Opéra : l’Afrique en majesté dans « Le Vol du boli » de Abderrahmane Sissako

Spoliation, colonisation, migrations… Dans « Le Vol du boli », accessible gratuitement sur la plateforme de TV5 Monde Plus, le réalisateur mauritanien Abderrahmane Sissako et le musicien britannique Damon Albarn abordent le temps d’un opéra flamboyant les sujets qui fâchent. Entretien.

Lors d’une répétition du « Vol du boli », de Damon Albarn et Abderrahmane Sissako, au théâtre du Châtelet, à Paris. © François Grivelet pour JA

Lors d’une répétition du « Vol du boli », de Damon Albarn et Abderrahmane Sissako, au théâtre du Châtelet, à Paris. © François Grivelet pour JA

leo_pajon

Publié le 4 octobre 2020 Lecture : 8 minutes.

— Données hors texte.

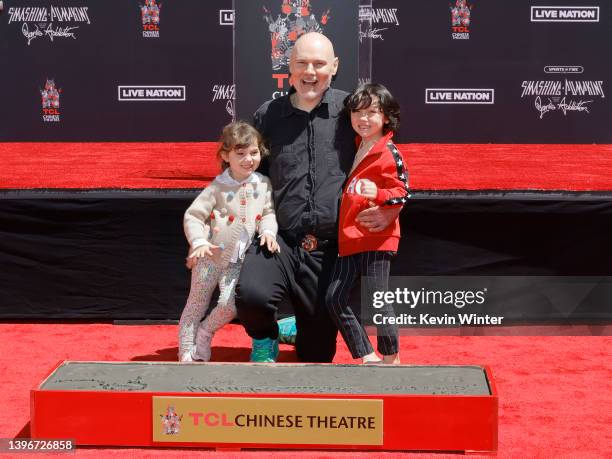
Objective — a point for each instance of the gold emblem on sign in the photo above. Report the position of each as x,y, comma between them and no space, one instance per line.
303,421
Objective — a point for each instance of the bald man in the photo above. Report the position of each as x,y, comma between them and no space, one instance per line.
312,149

Ils sont une cinquantaine de comédiens, de danseurs et de musiciens sur scène, sous les dorures baroques du théâtre du Châtelet. Malgré les masques portés par les artistes pendant les répétitions, on reconnaît le regard en amande de la chanteuse malienne Fatoumata Diawara et la silhouette filiforme du ténor congolais Jupiter, calée dans un fauteuil en osier. Pour les diriger, un duo a priori improbable : Abderrahmane Sissako, réalisateur mauritanien multirécompensé pour Timbuktu – un sage de 58 ans, aux paroles toujours mesurées… – et le turbulent Damon Albarn, rock star anglaise, leader de Blur et Gorillaz, un ado de 52 ans qui s’est pris de passion il y a longtemps pour les musiques africaines.

Ce casting international cinq étoiles sert un projet hors norme : brosser sous forme d’opéra une fresque s’étalant du XIIe siècle à l’époque contemporaine, s’ancrant en Europe et en Afrique, et évoquant les spoliations dont le continent a été victime, la colonisation, les migrations…

S’attaquer à autant de sujets en une dizaine de tableaux semble mission impossible. Mais le spectacle « Le Vol du boli », accessible gratuitement sur la plateforme de TV5 Monde Plus dès aujourd’hui, 23 décembre, y parvient pourtant.

Alors que les lumières s’éteignent, Jupiter déplie sa longue carcasse et s’adresse à la salle : « Le Nord doit absolument tout contrôler : les chefs, les matières premières, l’Histoire… C’est comme ça, vous le savez ! » Derrière lui, un lourd rideau de métal se soulève, laissant apparaître un empereur, peut-être Soundiata Keïta, et sa cour. Le guembri se mêle aux balafons, à la basse électrique, aux tambours. La voix puissante et rocailleuse de Fatoumata Diawara fait vibrer le théâtre tandis qu’une dizaine de danseuses célèbrent la grandeur de l’empereur. Le voilà qui descend de son trône et s’approche d’un fétiche, le boli, dont il sera dépossédé quelques minutes plus tard par un acteur blanc dans le rôle de l’écrivain et ethnologue Michel Leiris. La scène se termine sur l’image tragique de l’empereur déchu nettoyant le sol.

L’opéra Le Vol du boli ne s’appuie pas sur de grands discours pour évoquer les sujets toujours sensibles qui confrontent l’Afrique à ses colonisateurs d’hier. C’est par l’émotion que le binôme Sissako-Albarn vient ausculter les plaies toujours vives de l’Histoire.